Acne can run in families and hormonal changes during menstrual cycles or pregnancy can cause acne in women.
What are the different types of spots?
There are six main types of spots that make up acne:
- Whiteheads: firm bumps on the skin that are difficult to squeeze
- Blackheads: black bumps on the skin that are not filled with dirt but rather get their colour from a pigmentation of the hair follicle’s inner lining
- Pustules: small, red bumps that may feel sore or tender
- Papules: red bumps with a white centre caused by a buildup of pus
- Nodules: painful, large hard bumps under the skin
- Cysts: large, pus-filled bumps that can cause scarring
How can I control my Acne?
Cleaning the skin no more than twice a day with mild cleaners rather than soap, which can inflame the skin further.

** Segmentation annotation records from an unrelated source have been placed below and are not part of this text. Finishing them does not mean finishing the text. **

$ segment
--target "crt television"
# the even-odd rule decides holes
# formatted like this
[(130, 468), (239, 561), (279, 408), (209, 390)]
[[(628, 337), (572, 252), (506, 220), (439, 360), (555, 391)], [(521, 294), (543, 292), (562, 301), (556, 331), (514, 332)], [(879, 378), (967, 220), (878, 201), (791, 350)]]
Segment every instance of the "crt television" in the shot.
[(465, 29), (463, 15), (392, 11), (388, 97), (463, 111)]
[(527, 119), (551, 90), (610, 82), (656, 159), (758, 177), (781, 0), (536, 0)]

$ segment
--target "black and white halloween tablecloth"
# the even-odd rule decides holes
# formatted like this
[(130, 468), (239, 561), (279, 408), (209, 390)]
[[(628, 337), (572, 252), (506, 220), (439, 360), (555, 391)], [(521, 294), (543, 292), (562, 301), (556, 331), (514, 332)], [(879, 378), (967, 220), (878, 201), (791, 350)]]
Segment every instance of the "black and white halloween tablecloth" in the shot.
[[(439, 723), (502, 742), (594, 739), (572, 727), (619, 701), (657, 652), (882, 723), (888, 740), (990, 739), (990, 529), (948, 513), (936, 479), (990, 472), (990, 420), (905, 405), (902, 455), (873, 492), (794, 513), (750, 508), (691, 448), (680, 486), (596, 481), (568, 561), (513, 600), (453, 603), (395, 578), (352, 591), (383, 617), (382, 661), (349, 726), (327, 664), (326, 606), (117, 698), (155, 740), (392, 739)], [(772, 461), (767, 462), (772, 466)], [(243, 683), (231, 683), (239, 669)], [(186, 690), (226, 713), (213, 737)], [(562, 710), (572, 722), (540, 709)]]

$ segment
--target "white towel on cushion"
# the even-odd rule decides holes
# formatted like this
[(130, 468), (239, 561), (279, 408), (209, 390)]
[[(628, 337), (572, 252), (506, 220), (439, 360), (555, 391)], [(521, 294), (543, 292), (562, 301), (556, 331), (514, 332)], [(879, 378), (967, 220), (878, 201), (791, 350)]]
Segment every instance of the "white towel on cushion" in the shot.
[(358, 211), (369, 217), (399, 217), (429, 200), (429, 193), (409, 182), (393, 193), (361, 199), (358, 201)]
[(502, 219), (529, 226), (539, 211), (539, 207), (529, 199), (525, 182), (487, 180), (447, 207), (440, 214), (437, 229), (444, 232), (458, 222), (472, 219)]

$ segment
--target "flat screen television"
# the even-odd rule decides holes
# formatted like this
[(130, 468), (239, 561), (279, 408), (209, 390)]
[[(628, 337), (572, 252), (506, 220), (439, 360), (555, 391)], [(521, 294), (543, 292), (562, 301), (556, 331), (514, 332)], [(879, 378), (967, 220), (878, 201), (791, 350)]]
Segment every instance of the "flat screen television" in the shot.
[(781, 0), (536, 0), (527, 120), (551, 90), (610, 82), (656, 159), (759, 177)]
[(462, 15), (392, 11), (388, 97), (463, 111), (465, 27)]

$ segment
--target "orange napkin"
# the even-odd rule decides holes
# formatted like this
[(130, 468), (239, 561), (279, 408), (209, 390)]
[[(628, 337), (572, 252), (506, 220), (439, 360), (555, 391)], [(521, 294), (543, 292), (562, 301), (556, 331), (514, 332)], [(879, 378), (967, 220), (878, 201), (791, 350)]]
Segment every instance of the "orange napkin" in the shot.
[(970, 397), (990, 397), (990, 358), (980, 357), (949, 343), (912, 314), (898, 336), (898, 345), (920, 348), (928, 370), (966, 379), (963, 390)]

Avoid squeezing the spots and blackheads as it can make things worse and may even lead to permanent scarring.
What treatments are available for Acne?
Although acne cannot be cured, there are several treatments for acne on the market including Duac and Epiduo. These medications work to reduce the inflammation of the skin, reduce the existing spots and blackheads, and kill acne-causing bacteria.
If your acne is particularly severe, you can visit your GP for antibiotics and prescription-strength anti-acne creams.